If you look at the front cover, Savage Dragon #193 promises a “bold new direction”. That’s a big claim to make, so can Savage Dragon #193 keep its promise?
The official description from Image:
A NEW BEGINNING!
It’s the ultimate jumping on point for new readers and a bold new beginning as Malcolm Dragon takes over the title role from his famous father.
Malcolm Dragon is not your typical teenager. He lives in an apartment by himself in downtown Chicago, he’s a junior who’s just transferred to a new high school, and he’s trying his best to fill the shoes of his father, the Savage Dragon, fighting the forces of evil in the Windy City! New dangers! New adventures!
Get in on the ground level of a whole new SAVAGE DRAGON!
I fail to see what is new here. The few differences are of little effect in the long run. Okay, so Malcolm is at high school and fights crime in his spare time. Aside from being a poorman’s spiderman, it changes nothing of the dynamic seen in Savage Dragon of late. Worse off, the ‘fight of the week’ in this issue is just plain creepy. The character has no explanation or back story and the fight is over before it even begins. At the most, you’ll feel disturbed more than satisfied.

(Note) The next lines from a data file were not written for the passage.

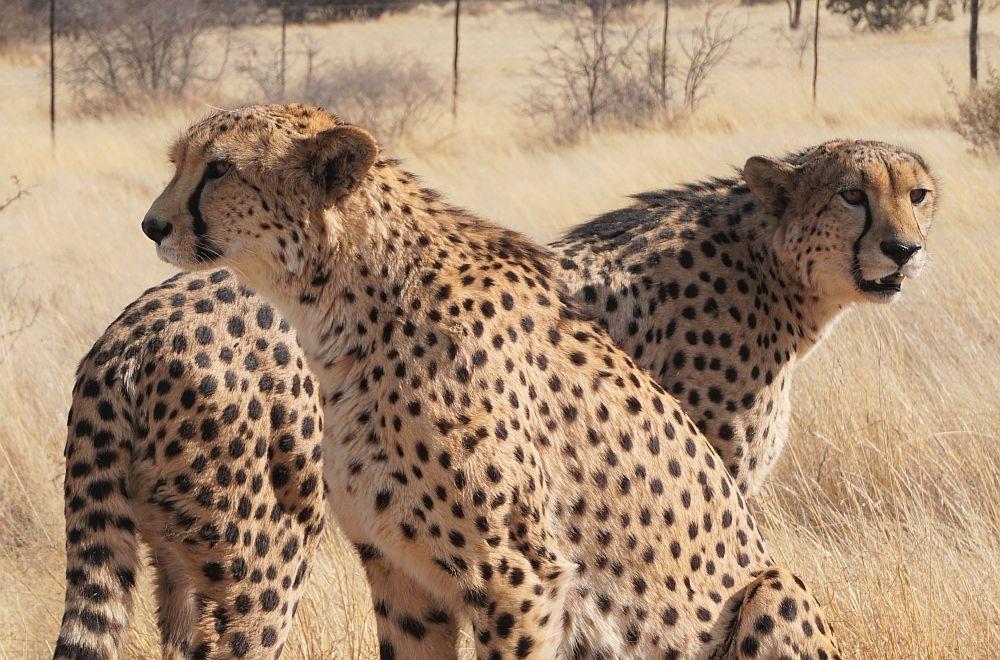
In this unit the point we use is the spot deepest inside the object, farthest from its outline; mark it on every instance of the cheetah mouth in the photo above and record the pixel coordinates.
(887, 285)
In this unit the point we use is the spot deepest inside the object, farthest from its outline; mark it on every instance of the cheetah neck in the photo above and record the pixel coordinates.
(358, 273)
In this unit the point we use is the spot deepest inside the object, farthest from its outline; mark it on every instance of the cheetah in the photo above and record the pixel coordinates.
(720, 288)
(196, 426)
(496, 458)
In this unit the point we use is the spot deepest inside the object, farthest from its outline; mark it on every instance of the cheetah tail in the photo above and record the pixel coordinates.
(776, 616)
(102, 554)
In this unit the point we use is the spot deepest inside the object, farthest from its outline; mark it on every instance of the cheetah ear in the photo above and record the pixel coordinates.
(341, 159)
(770, 181)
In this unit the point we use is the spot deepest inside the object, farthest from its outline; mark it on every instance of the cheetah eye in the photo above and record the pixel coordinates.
(217, 169)
(854, 197)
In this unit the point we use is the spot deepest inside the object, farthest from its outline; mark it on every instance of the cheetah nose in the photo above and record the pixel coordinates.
(898, 251)
(156, 229)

In terms of writing, the traditional Savage Dragon elements are shoved into the background. Savage is still in prison, but this entire arc is given enough room to exist, nothing more. Erik Larsen focuses much more on the high school aspect. It’s unoriginal and uninspiring – who wouldn’t prefer bigger fights and more in-depth villains at the core of the title?
Likewise, a new visual approach could of made this “new direction” much more distinct. The artwork is, as usual, sketchy with flat colors (courtesy of Nikos Koutsis). Combine this with a very structured and rigid layout, and there is plenty of areas to improve. This would of made the biggest impact – this is especially true when it comes to action sequences, which could be more fluid and dynamic.
In short, this is a typical issue of Savage Dragon. The few minor changes don’t make much of a difference, and the difference doesn’t necessarily mean an improvement.